As I was reading my 6 year old my favourite bed time story last night, this line jumped out at me and called to mind the merry dance that our esteemed Prime Minister has led broadcasters, his political opponents and, indeed, the entire nation as he tries to do a Billy Flynn tap dance around whether or not there will be a leaders debate as part of the General Election campaign.
Leaving aside for one moment some of the brilliantly funny pieces on YouTube that edit together what David Cameron was saying about the importance for debates in the lead up the last General Election as compared with his current weak excuses to avoid debates, you have to ask why the leader of our country and the man who faces public scrutiny every week at Prime Minister’s question time is being so coy, if not frankly evasive about debates over the next few weeks.
There has been a lot of debate about the debates and the general view is that the Prime Minister and the team with whom he surrounds himself recognise that he badly underperformed last time around. They also worry about who will be this election's “Nick”? By that, I do not mean who will sell their soul and go into a coalition with a party that stands for everything you ought to be against; and be complicit in some deeply regressive and illiberal laws. Instead, I mean who will be the star performer in the debates.
I, nevertheless, believe there is another reason for the Prime Minister’s evasiveness. If the debates go ahead, the Prime Minister will require to defend the policies his party has pursued over the last 5 years. The problem, I think, is that I do not think David Cameron has been the architect of many of the Tory policies that they have pursued in government. Cameron is not a grand visionary politician. Prime Ministers ought to have vision. They must have a grand plan and that must be the thread that winds through all of the government’s objectives. But can anyone really say that they know who David Cameron is, what he stands for or what his grand vision is? The truth is that the policies that he has been fronting are either born in the mind of other politicians, such George Osbourne, or cannot be justified in any way other than as payback for political support the Tories have received over the years.

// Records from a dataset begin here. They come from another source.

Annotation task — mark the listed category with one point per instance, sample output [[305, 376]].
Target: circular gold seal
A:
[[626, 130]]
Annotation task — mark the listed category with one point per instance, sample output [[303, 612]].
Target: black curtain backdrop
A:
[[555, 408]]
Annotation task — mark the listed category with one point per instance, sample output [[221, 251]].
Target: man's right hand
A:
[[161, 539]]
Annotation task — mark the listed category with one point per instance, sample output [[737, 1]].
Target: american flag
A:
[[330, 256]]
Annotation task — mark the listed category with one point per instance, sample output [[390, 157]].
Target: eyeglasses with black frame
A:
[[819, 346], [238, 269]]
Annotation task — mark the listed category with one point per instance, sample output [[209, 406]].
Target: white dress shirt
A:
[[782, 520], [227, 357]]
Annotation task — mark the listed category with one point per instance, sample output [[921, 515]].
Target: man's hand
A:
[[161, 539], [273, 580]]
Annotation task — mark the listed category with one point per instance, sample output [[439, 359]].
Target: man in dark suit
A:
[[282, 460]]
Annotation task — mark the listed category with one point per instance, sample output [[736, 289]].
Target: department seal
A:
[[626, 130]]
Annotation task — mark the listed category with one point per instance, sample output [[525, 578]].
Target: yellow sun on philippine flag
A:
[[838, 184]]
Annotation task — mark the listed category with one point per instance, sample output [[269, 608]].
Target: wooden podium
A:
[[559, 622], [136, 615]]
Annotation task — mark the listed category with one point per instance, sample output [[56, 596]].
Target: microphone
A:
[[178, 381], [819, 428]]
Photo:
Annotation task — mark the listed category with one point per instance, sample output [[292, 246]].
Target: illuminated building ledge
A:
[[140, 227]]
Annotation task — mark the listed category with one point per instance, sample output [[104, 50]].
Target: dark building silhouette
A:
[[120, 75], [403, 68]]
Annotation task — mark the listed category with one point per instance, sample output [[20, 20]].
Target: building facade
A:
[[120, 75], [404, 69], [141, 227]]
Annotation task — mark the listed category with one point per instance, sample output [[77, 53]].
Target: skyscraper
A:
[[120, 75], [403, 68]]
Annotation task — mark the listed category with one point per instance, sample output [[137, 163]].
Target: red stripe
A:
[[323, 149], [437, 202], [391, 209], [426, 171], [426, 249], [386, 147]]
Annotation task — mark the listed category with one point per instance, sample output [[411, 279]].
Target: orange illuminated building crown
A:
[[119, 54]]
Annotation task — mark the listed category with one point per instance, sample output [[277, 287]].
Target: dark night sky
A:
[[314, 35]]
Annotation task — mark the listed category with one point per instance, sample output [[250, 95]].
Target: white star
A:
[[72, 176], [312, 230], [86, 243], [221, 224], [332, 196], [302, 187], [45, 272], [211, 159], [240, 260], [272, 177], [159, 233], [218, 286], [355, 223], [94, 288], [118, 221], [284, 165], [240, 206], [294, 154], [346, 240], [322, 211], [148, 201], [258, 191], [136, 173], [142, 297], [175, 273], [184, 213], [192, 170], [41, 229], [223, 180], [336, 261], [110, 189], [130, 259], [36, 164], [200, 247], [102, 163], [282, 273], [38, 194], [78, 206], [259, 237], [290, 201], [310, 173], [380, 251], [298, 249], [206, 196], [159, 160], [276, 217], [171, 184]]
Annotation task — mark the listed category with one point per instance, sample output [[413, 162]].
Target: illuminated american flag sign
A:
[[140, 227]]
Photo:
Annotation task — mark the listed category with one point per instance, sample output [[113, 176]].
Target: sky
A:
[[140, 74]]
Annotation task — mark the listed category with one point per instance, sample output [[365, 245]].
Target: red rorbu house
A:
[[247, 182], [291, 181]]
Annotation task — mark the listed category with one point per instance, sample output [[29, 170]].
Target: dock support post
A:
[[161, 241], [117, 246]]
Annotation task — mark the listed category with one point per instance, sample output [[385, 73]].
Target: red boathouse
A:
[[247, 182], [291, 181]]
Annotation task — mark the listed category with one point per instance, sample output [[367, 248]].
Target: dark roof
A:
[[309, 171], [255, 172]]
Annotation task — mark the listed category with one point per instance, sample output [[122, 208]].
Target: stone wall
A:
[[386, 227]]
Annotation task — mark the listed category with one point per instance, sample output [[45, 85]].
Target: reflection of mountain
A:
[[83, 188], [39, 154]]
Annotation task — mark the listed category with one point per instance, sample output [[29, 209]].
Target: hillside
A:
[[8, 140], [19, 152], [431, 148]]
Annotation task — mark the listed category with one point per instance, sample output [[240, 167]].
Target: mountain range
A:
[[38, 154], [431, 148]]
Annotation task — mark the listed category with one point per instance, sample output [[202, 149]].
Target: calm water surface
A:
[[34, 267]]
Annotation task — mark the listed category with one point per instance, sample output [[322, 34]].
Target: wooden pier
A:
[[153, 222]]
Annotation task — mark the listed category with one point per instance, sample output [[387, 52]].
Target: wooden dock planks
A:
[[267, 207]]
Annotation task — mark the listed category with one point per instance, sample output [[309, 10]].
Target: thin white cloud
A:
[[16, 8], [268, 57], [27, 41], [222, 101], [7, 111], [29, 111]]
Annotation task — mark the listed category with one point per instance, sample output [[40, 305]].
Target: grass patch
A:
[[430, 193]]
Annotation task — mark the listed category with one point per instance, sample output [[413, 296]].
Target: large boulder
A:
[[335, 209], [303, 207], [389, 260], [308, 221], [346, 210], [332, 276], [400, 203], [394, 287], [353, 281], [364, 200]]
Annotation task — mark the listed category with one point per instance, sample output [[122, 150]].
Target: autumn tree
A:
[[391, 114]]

Take the raft of changes brought in by the Conservatives to attack workers’ rights; victims of accident, injury and disease; and the trades unions and lawyers who represent them. These policies do not and cannot form part of a grand plan. Attacking rights as they do, so vitriolically, must be judged against those who will benefit from the laws. We must ask ourselves why the Prime Minister has pandered to the insurers and employers lobby? Why has he handed employers and insurers a loaded deck of cards in the litigation process? Why has he given employers carte blanche to mistreat and injury their employees with virtual impunity?
These are the questions I want David Cameron to try (because he can’t) to answer. These are the issues that I want to see David Cameron try (because he can’t) to defend. That is why I think it is essential for democracy for there to be public debates.